I swallowed the questions. Because if he told, if I made him tell, then I’d have to tell him my secret. I couldn’t do that. And as I shook my head and leaned over for another kiss, there was a part of me that didn’t want to know. I wasn’t sure if I could handle knowing a secret about my brother, not after everything I’d been through. My world fell apart the day he died. It had started to mend again. It couldn’t fall apart again. I wouldn’t be able to pick myself up a third time.

Because of that, I slid down and pulled Jesse on top of me. As his body started to move against mine and we joined again, I tucked that part of me away. I should’ve faced it head-on. I should always be willing to dig into the shadows, unearth what other lies have been told, but I couldn’t this time. I chose to pretend we were fine. I needed for us to be okay. Maybe I just needed Jesse while I had him, while that secret was still buried between us. And not just his secret, but my secret too. Maybe secrets weren’t that bad.

It was a month later when I was reminded how damaging they could be.

I checked my email after class with Cord and Jamie.
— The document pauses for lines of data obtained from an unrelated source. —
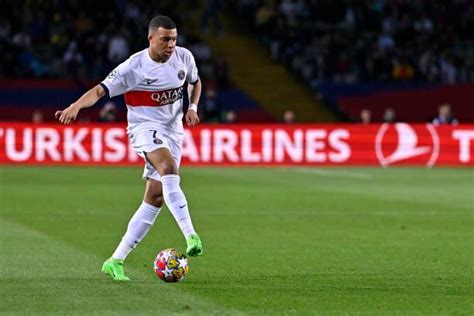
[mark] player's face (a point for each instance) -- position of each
(163, 42)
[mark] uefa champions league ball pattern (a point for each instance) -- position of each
(171, 265)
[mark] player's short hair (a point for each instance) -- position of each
(161, 21)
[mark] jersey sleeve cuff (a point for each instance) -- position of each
(107, 92)
(193, 83)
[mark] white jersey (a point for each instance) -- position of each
(153, 91)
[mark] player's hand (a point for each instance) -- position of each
(68, 115)
(192, 119)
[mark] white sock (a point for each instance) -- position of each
(138, 227)
(177, 204)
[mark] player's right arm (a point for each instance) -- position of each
(88, 99)
(119, 81)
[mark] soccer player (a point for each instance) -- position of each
(152, 82)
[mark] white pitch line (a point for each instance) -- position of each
(334, 173)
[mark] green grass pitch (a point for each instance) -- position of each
(348, 241)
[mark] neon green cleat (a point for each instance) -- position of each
(194, 246)
(114, 268)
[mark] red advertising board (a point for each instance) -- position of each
(296, 145)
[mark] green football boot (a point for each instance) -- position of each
(194, 246)
(114, 268)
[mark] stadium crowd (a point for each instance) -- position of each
(367, 40)
(83, 40)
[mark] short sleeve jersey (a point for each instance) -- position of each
(153, 91)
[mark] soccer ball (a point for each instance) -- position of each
(171, 265)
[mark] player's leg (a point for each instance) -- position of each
(139, 225)
(163, 161)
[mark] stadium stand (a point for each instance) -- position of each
(340, 48)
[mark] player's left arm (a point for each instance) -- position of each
(194, 93)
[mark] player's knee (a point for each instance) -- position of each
(167, 168)
(154, 199)
(158, 201)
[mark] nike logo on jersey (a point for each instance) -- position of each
(150, 81)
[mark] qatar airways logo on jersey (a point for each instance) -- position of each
(154, 98)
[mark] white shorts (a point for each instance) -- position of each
(147, 139)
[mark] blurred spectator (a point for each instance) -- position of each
(212, 16)
(289, 117)
(380, 40)
(118, 48)
(37, 117)
(108, 113)
(389, 116)
(445, 116)
(229, 117)
(209, 107)
(84, 41)
(365, 116)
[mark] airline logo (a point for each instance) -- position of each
(400, 144)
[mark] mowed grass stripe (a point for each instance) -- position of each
(43, 275)
(277, 241)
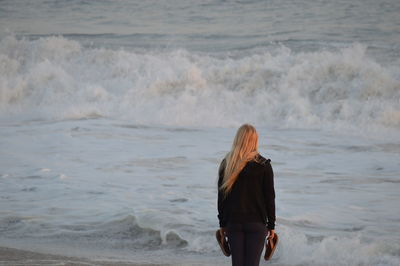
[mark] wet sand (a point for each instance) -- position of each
(11, 256)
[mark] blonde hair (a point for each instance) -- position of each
(244, 149)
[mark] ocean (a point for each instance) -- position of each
(115, 115)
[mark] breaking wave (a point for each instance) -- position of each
(57, 78)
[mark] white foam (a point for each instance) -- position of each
(56, 78)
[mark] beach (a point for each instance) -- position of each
(115, 116)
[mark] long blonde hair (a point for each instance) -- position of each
(244, 149)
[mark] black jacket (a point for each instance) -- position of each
(252, 198)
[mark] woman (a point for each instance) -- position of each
(246, 198)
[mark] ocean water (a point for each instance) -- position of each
(114, 116)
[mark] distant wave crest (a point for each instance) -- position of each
(58, 78)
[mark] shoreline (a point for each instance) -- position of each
(13, 256)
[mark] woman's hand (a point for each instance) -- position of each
(222, 231)
(271, 234)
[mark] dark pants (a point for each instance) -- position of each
(246, 242)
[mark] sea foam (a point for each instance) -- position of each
(58, 78)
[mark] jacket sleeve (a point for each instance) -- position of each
(269, 194)
(221, 198)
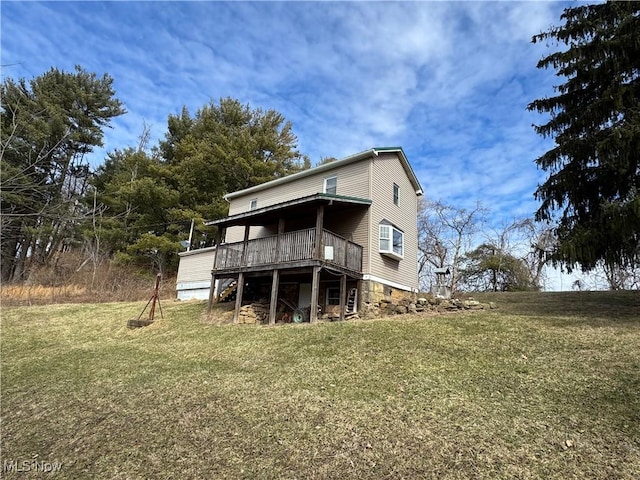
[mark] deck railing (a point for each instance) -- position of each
(289, 247)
Cord was fine. Jamie was still a jerk, pouting every minute he was around me. He thought I had influence over Jesse and could grant him permission to enter the house again. I had no influence, so I ignored him. The other girls in the room were less curious about me, at least outwardly. I still caught looks from them, but I was certain they were more stressed about next week’s final exam.

It was a relief.

But when I saw an email from my dad, my relief fled. Everything fled.

Alexandra,

I am writing to you with a heavy heart. While your mother is doing well—the life coaches have done miracles with her—we were contacted by our lawyers. There is a concern regarding the inheritance Ethan left you. You were named in his will and testament, but they require further documentation from you. If you could please contact Mr. Benson at the Benson, Filler, and Associates, I am certain that their questions will be answered. Please and thank you for your time fulfilling this matter. Your mother talks about you often. She has expressed an interest in visiting you. Her life coaches seem quite hopeful that reconciliation is possible, but I will express my concerns surrounding this situation. I fear your mother may suffer a relapse, and this is a matter I think upon daily. I will contact you with further information if your mother should decide to pursue this avenue. Until then, my thoughts and prayers are with you.

Sincerely, your father

P.S. We will be visiting Jesse Hunt this weekend. Your mother wished to attend one of his basketball games. We both miss Jesse so much. He was like a son to us. I would be appreciative if you do not create a scene, if we were to run across paths.

I sat there as a familiar numb sensation spread throughout me.

My mother talked of me often.

Her life coaches wanted reconciliation.

My father was uncertain.

Lawyers.

Ethan’s will.

Documentation.

Questions. Concerns. Thoughts. Prayers.

The numb feeling began to give away. Rage was filling in. As I sat there, my jaw clenched together, my teeth ground against each other, and I reached forward. Grasping the computer with both hands, I lifted the screen from the table and threw it against the farthest wall.

There were gasps, a few screams, but most of them were quiet.

Jerking down, I picked up my bag and left, but I knew the whispers had started. It’d be shared around school that Jesse Hunt’s girlfriend was a nutcase. My name would take on a different undertone. Alex, Alex who, they would ask. Others would tell them my full name. Alexandra Claire Connors would be known as a violent freak within an hour.

As I stalked out, I didn’t care.

I didn’t care about a goddamn thing.